Through all this, my job has been to really see where folks are at and let them know that it's okay to feel this way. Many students don’t realize there are different resources and options to help them succeed.

Organizations like Northwest Education Access, which support non-traditional pathway students, have helped people navigate an evolving transition to the new world of remote learning by connecting them with various resources.

Within that transition, students have needed everything from laptops and emergency funding to digital literacy tools. New partnerships designed to support students through COVID-19 are providing access to funding, food banks, childcare, free counseling, and other services.

We want to see students achieve their dreams, and many are feeling overwhelmed and discouraged by the onslaught of new problems to solve. By asking for help, relying on support from schools and other resources, and understanding how the pandemic has affected students, those who need to adjust their plans can still be successful.

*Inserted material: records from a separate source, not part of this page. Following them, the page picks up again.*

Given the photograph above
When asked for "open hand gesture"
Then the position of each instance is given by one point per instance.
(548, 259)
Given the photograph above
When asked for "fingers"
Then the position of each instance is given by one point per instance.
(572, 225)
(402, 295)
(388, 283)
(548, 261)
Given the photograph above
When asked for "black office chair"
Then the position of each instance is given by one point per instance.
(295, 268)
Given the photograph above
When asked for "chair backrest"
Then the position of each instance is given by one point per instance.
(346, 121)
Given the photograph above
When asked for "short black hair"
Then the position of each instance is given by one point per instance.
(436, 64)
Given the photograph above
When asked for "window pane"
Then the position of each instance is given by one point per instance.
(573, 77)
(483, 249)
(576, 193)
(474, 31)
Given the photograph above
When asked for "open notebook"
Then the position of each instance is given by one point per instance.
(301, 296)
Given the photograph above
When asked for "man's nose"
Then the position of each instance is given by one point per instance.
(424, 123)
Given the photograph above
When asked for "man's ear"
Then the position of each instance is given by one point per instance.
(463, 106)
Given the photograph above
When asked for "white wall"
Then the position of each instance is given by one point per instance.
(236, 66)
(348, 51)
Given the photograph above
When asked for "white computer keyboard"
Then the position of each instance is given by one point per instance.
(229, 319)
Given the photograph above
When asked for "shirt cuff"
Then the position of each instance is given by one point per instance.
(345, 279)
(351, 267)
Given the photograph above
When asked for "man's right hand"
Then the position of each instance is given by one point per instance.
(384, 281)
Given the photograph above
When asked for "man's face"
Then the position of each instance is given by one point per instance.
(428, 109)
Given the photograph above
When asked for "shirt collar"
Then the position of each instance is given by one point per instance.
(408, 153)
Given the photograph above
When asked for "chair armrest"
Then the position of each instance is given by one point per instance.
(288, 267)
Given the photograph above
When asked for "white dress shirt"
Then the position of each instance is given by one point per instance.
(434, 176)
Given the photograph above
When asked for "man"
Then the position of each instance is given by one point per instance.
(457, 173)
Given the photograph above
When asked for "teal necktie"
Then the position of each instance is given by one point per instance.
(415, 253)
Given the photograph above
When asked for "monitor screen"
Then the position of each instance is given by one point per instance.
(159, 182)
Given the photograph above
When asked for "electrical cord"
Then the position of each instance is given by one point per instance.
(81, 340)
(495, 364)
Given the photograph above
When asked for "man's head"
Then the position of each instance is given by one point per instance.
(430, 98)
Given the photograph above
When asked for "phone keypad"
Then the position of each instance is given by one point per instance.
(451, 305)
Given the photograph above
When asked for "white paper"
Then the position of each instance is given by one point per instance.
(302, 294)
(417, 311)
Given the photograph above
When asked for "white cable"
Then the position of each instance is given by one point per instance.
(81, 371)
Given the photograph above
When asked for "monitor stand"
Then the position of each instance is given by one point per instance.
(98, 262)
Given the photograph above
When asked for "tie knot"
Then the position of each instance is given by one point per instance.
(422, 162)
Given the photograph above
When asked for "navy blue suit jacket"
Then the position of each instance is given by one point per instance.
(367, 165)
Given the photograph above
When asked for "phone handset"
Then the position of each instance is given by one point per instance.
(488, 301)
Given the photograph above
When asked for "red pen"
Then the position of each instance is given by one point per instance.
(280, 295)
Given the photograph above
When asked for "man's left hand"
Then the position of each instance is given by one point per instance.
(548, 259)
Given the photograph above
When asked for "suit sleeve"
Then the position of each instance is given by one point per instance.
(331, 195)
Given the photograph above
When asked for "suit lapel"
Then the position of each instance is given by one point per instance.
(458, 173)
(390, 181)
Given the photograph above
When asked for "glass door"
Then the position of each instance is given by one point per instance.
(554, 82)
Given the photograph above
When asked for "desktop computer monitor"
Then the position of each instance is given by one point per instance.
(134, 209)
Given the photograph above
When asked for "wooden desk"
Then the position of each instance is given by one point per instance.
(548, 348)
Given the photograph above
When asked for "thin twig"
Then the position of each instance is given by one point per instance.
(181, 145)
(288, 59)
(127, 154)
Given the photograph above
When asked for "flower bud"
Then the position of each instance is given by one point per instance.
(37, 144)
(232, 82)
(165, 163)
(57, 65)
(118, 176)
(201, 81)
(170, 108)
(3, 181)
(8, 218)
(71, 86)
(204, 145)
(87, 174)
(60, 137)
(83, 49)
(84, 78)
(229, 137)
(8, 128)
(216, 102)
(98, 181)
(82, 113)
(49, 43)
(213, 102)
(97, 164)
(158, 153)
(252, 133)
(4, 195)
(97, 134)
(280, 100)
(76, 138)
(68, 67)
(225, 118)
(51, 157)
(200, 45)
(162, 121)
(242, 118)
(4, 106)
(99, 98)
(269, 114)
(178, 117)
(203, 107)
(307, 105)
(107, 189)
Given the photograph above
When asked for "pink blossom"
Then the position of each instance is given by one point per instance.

As we step back and reevaluate different college pathways amidst this pandemic, we must understand that it’s okay to feel uncertainty and know that this process will take time and may require adjusting. Young folks often feel pressure to keep moving forward with their education, achieve goals on a certain timeline, and hit expectations regardless of the challenges in their way.

With that in mind, I encourage students to take a step back and process what is important and manageable at this moment. We’re living through unprecedented times, and taking some time for reflection is extremely critical for our well-being. Being safe is the number one priority, and as schools and communities continue to re-open and implement new COVID-19 precautions, learning to adapt to this model will take time. Do not discredit yourself if you feel frustrated.

Change can be scary as a college student, especially in such an isolating time, but there are a lot of folks out there who have the same concerns and struggle with the same issues. It may take seeking out extra help to see that you’re not alone, but that will be what keeps you in this fight.